Why Apache Arrow is faster with PySpark?
Apache Arrow defines a language-independent columnar memory format for in-memory analytics. It contains a set of technologies that enable big data systems to process and move data fast.
Before going through the performance improvements provided by Apache Arrow, let’s quickly go through the usual process happening in PySpark and Pandas without Apache Arrow format. Also, in order to evaluate this, let’s consider a scenario where we need to convert Spark dataframe(with 4 rows) to Pandas.
SPARK DATAFRAME TO PANDAS WITHOUT ARROW:
I hope the above diagram explained the process required to convert Spark DataFrame to Pandas Dataframe. Anyways, Let’s go through the process required to convert Spark DataFrame to Pandas Dataframe in detail.
- Before conversion, Spark pulls the records to the driver node.
- Each row would get serialized into Python’s pickle format
- Send the pickle format back to worker process.
- Worker process deserializes/unpickles each record into a list of tuples.
- Pandas DataFrame is created from the list using from_records() method.
- As all the records are moved to driver, most of the cases the driver memory couldn’t fit a huge dataframe and might fail. Though this can be fixed by increasing driver memory, this needs to be done as an additional step.
- Python serialization/deserialization process executes very slowly.

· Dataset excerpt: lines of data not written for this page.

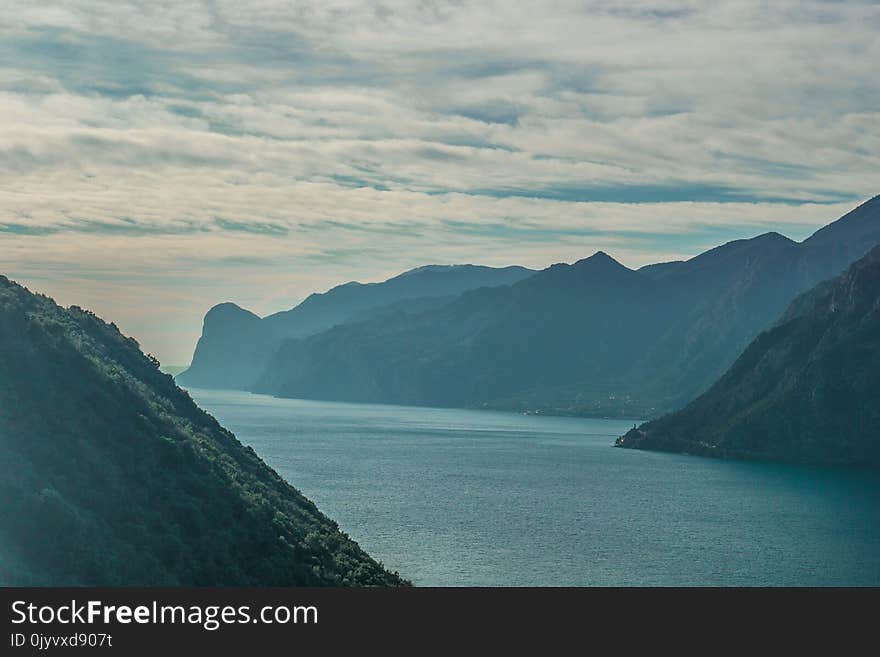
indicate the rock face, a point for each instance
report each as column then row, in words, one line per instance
column 590, row 338
column 806, row 390
column 236, row 345
column 113, row 476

- Deriving a pandas DataFrame using from_records slowly iterates over each record to convert to Pandas format.
SPARK DATAFRAME TO PANDAS THROUGH ARROW:
Let’s see how Apache Arrow format helps to expedite the processing for the aforementioned scenario.
- As Arrow leverages columnar memory format memory format, there is no need to serialize anymore as Arrow data can be sent directly to the Python process.
- Pyarrow can utilize zero-copy methods to create a pandas.DataFrame from entire chunks of data at once instead of processing individual record like from_records method.
This post only covers benefits of Arrow with respect to one use case : conversion from Spark DataFrame to Pandas and vice-versa. Similarly, there are other benefits and I’m planning to cover it in my upcoming blogs. Thank you for time and reading this post.